$A$ is a square matrix of order $2$ with real entries and ${\rm Tr}(A)+|A|=2$. Show that
$$|A^2+|A|\cdot A+{\rm Tr}(A)I_2|\geq 4$$
My Attempt
I could observe that ${\rm Tr}(A)+|A|=2\Rightarrow 1+a+d+ad-bc=3 \Rightarrow|A+I|=3$
By Cayley-Hamilton theorem for a $2\times 2$ matrix we have
$A^2-{\rm Tr}(A)\cdot A+|A|\cdot I_2=0$.
$A^2={\rm Tr}(A)\cdot A-|A|\cdot I_2$
So $A^2+|A|\cdot A+{\rm Tr}(A)I_2={\rm Tr}(A)\cdot A-|A|\cdot I_2+|A|\cdot A+{\rm Tr}(A)I_2$
$=({\rm Tr}(A)+|A|)A+({\rm Tr}(A)-|A|)I_2$
$=2A+({\rm Tr}(A)-|A|)I_2=2A+2(1-|A|)I_2$
$|A^2+|A|\cdot A+{\rm Tr}(A)I_2|=4|A+(1-|A|)I_2|$
Not able to proceed from here. I am wondering whether Cayley Hamilton was the right approach or not.

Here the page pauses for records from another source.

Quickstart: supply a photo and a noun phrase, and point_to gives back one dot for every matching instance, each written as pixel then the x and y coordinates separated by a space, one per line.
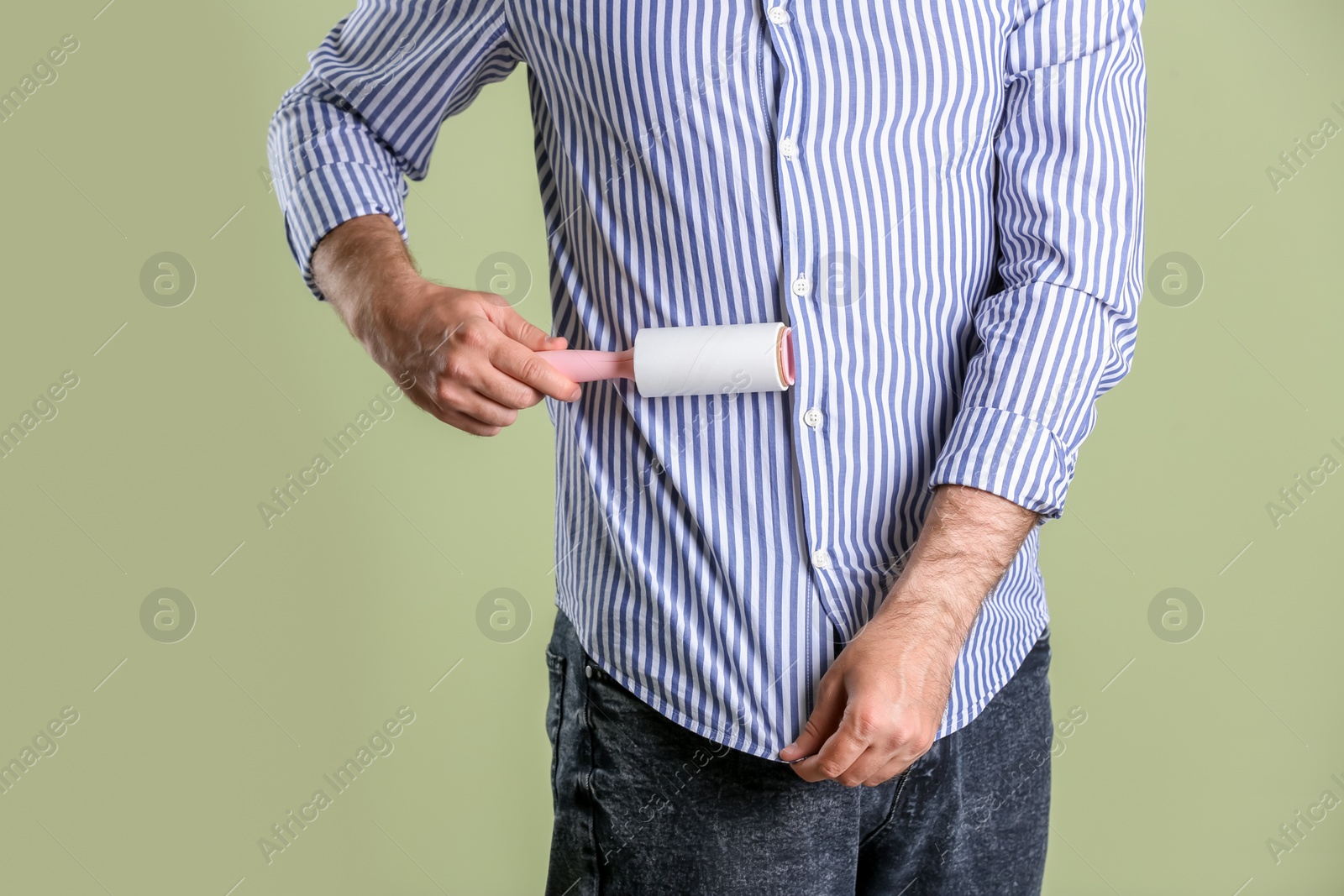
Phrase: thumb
pixel 517 329
pixel 823 723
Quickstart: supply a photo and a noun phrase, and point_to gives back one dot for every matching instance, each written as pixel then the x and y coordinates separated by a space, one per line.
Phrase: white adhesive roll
pixel 712 360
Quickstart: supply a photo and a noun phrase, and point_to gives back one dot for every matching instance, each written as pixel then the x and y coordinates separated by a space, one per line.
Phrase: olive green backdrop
pixel 1213 716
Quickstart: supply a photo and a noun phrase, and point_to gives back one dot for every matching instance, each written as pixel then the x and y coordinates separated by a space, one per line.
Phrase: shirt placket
pixel 799 284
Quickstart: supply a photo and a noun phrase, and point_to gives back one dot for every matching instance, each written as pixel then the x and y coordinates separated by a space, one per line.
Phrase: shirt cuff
pixel 331 195
pixel 1010 456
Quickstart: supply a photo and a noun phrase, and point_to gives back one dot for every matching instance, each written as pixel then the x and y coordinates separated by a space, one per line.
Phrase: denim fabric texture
pixel 644 806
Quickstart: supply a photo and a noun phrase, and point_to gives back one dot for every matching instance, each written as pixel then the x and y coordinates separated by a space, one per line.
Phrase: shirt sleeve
pixel 369 110
pixel 1070 187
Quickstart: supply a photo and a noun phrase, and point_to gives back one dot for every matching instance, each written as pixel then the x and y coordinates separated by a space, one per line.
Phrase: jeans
pixel 644 806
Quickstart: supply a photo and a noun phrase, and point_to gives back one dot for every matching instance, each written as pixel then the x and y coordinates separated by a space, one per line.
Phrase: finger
pixel 519 329
pixel 454 418
pixel 869 763
pixel 467 399
pixel 823 721
pixel 506 390
pixel 526 367
pixel 890 770
pixel 837 755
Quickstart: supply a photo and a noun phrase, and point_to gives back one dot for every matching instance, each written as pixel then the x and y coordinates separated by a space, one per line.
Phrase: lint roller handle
pixel 584 365
pixel 691 360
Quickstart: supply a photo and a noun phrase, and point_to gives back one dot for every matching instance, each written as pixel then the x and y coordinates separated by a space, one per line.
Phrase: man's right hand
pixel 464 356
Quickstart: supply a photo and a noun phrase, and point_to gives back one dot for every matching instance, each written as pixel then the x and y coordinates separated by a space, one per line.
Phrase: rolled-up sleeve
pixel 367 113
pixel 1070 191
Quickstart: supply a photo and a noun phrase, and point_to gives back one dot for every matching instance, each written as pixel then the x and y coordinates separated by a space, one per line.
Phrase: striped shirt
pixel 942 199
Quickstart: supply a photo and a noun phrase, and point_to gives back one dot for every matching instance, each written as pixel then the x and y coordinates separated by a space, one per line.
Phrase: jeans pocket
pixel 555 708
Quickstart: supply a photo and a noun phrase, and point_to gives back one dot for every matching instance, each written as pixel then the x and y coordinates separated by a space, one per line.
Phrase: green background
pixel 358 600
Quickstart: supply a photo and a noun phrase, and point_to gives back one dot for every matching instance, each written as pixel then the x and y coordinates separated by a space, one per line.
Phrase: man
pixel 803 637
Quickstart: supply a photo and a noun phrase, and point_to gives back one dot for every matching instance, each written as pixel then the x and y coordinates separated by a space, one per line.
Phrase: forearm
pixel 358 259
pixel 968 542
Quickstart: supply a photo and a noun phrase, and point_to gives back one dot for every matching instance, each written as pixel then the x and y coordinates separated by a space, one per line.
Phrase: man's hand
pixel 467 358
pixel 880 705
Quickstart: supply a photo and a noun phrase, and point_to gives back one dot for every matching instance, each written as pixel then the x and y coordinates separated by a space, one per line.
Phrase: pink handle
pixel 584 365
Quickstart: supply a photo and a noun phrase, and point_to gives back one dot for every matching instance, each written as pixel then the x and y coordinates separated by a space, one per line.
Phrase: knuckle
pixel 869 723
pixel 454 367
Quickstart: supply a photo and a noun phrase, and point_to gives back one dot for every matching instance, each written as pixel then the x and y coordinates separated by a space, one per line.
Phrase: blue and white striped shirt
pixel 942 199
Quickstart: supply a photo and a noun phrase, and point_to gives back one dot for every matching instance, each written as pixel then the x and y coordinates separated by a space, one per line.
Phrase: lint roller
pixel 691 360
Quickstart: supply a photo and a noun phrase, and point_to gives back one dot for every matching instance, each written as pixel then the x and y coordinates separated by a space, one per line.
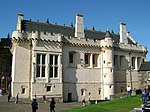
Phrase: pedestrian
pixel 44 98
pixel 83 102
pixel 144 97
pixel 9 95
pixel 129 90
pixel 34 105
pixel 52 105
pixel 17 98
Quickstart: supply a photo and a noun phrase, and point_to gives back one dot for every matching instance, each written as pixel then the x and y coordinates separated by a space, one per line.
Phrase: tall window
pixel 133 62
pixel 53 66
pixel 40 65
pixel 95 60
pixel 121 61
pixel 71 57
pixel 87 59
pixel 116 61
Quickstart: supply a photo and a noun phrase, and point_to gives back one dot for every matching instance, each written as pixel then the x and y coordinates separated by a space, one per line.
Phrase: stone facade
pixel 5 64
pixel 73 63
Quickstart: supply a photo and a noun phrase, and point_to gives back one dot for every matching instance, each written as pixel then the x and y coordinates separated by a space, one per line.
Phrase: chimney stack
pixel 123 33
pixel 79 26
pixel 20 18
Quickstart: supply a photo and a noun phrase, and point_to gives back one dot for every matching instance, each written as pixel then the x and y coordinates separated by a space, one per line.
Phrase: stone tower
pixel 107 54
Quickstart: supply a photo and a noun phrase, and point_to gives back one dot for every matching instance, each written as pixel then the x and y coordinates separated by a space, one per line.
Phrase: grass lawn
pixel 118 105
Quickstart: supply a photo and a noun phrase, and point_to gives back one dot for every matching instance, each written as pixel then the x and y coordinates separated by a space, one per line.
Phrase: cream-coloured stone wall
pixel 80 77
pixel 22 70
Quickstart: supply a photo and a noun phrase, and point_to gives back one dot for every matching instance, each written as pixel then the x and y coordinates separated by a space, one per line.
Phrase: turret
pixel 107 56
pixel 123 33
pixel 20 18
pixel 79 26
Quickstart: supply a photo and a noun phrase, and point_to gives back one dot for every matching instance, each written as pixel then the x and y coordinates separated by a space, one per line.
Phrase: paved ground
pixel 24 105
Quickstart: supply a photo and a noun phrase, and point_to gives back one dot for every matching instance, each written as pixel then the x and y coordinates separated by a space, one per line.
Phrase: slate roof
pixel 28 25
pixel 145 66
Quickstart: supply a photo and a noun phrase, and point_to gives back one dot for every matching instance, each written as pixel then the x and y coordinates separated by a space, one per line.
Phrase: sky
pixel 102 14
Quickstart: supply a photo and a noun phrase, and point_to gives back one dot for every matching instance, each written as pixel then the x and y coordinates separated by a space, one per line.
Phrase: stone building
pixel 72 63
pixel 5 63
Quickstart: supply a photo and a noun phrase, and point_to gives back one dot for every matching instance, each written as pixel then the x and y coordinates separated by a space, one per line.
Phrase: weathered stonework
pixel 72 64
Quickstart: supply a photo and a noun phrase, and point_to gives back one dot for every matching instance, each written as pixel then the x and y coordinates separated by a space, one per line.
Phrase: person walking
pixel 129 90
pixel 9 95
pixel 144 97
pixel 17 98
pixel 52 105
pixel 34 105
pixel 44 98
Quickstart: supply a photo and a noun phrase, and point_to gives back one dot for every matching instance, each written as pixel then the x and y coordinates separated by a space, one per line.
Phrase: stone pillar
pixel 20 18
pixel 79 26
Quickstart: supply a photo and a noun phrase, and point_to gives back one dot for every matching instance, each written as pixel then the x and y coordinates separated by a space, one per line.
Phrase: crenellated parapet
pixel 130 47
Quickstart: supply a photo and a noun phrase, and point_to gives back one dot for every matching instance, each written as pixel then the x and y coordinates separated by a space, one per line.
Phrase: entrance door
pixel 69 97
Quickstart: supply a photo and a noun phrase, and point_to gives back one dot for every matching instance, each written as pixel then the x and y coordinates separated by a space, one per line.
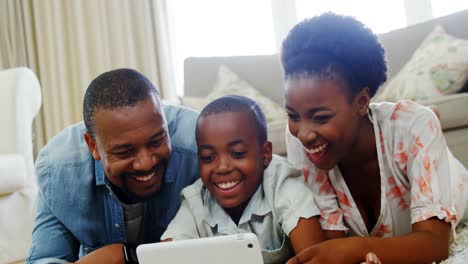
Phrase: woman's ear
pixel 361 101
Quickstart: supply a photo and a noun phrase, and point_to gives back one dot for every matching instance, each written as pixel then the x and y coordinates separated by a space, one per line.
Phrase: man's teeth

Maybe not the shortest solution, but it works :
By Cayley Hamilton, one has $$A^2 = \mathrm{Tr}(A)A-|A|I_2$$
One deduce that \begin{align*} A^2+|A|.A+\mathrm{Tr}(A)I_2 &= \mathrm{Tr}(A)A-|A|I_2+|A|.A+\mathrm{Tr}(A)I_2 \\ &= (\mathrm{Tr}(A)+|A|)A +(\mathrm{Tr}(A)-|A|)I_2 \quad \quad \quad (*) \end{align*}
By assumption, one has also $\mathrm{Tr}(A)+|A|=2$, so $(*)$ becomes \begin{align*} A^2+|A|.A+\mathrm{Tr}(A)I_2 &= 2A + 2(\mathrm{Tr}(A)-1)I_2 \end{align*}
In particular, using the fact that $|\lambda I_2 + A|=|A|+\lambda\mathrm{Tr}(A)+\lambda^2$, you get \begin{align*}\big| A^2+|A|.A+\mathrm{Tr}(A)I_2 \big| &= 4\big|(\mathrm{Tr}(A)-1)I_2 + A \big| \\ & =4\left(|A| + (\mathrm{Tr}(A)-1)\mathrm{Tr}(A) + (\mathrm{Tr}(A)-1)^2 \right) \\ & =4\left(|A| + 2\mathrm{Tr}(A)^2-3\mathrm{Tr}(A)+1 \right) \\ & = 4\left(2\mathrm{Tr}(A)^2-4\mathrm{Tr}(A)+3 \right) \quad \quad \textit{using again }\mathrm{Tr}(A)+|A|=2\\ & = 4\left(1 + 2(\mathrm{Tr}(A)-1)^2 \right) \\ & \geq 4 \end{align*}